Mobile security firm Kryptowire has reportedly found a massive security bug that affects Android phones. It was found on a system-on-chip made by Chinese OEM Unisoc. This chip mainly powers budget Android smartphones, including from a few brands like Samsung, HTC, Nokia, along with Lenovo and its subsidiary Motorola. The issue seems limited to devices running on the Unisoc SC9863A chipset.
Kryptowire shared its findings through a press release (via Android Police). The firm said it shared information on this vulnerability with Unisoc and smartphone manufacturers in December 2021. It said that an attacker with knowledge of this bug could access all stored data or even take control of the smartphone. The hacker could also get into texts, contacts, system logs, and other sensitive data. This includes the “external-facing camera to record video,” as per Kryptowire.
The research firm later said the problem stems from a pre-installed app authored by Unisoc that exists within the chipset. Kryptowire claims the app doesn’t have any authentication protocols, thus making it an easy target for hackers.
Two Samsung phones appear in the list of affected phones
Phones impacted by this bug include the Samsung Galaxy A03 and A03 Core, the Motorola Moto E6i and E7i Power, the Realme C11, and Lenovo smartphones such as the A7 and K13. Some ZTE phones in the Blade E range also seem to be impacted by the bug.

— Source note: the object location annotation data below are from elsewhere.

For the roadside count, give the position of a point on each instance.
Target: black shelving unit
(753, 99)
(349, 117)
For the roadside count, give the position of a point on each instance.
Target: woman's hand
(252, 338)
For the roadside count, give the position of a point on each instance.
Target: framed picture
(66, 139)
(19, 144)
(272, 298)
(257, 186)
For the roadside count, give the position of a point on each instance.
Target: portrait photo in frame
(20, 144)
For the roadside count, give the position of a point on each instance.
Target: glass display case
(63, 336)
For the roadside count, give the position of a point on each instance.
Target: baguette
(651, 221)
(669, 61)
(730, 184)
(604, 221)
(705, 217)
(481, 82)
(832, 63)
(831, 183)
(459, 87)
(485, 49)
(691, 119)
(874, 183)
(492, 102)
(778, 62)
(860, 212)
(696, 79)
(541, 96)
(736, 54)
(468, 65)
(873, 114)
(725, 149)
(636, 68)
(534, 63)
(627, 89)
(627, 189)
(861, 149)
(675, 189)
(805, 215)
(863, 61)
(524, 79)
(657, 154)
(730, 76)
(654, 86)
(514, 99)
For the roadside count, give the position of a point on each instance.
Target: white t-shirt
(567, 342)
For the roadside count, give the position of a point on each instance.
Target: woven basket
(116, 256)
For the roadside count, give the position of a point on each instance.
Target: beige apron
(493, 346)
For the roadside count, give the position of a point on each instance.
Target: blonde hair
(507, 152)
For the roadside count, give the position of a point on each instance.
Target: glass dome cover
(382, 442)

“In an increasingly competitive mobile device market, it’s imperative that device manufacturers establish and maintain trust among carriers and end-users,” Kryptowire CTO Alex Lisle said. If you own any of the devices mentioned on this list, we recommend contacting your manufacturer or carrier about this Android security bug.

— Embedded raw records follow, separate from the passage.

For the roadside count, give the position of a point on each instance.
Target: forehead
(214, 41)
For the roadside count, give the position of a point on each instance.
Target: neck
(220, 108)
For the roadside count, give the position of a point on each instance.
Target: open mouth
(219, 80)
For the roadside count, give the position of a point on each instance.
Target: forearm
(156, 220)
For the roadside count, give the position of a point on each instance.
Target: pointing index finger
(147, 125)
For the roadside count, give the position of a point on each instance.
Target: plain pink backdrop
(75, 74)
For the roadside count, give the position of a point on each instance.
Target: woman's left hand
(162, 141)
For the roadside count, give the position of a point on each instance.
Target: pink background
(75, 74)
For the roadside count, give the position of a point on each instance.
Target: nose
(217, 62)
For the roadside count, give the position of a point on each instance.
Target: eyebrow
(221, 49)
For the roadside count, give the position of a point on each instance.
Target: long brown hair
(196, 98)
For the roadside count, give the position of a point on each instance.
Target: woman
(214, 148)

Reports about Android malware and vulnerabilities pop up quite frequently, though manufacturers are usually quick to fix them. In related news, an Android remote access trojan called ‘BRATA’ appeared in January. Using this malware, attackers can wipe phones remotely and steal sensitive data. To make matters worse, BRATA can also evade conventional antivirus scanners. Details about this particular malware were available courtesy of security firm Cleafy.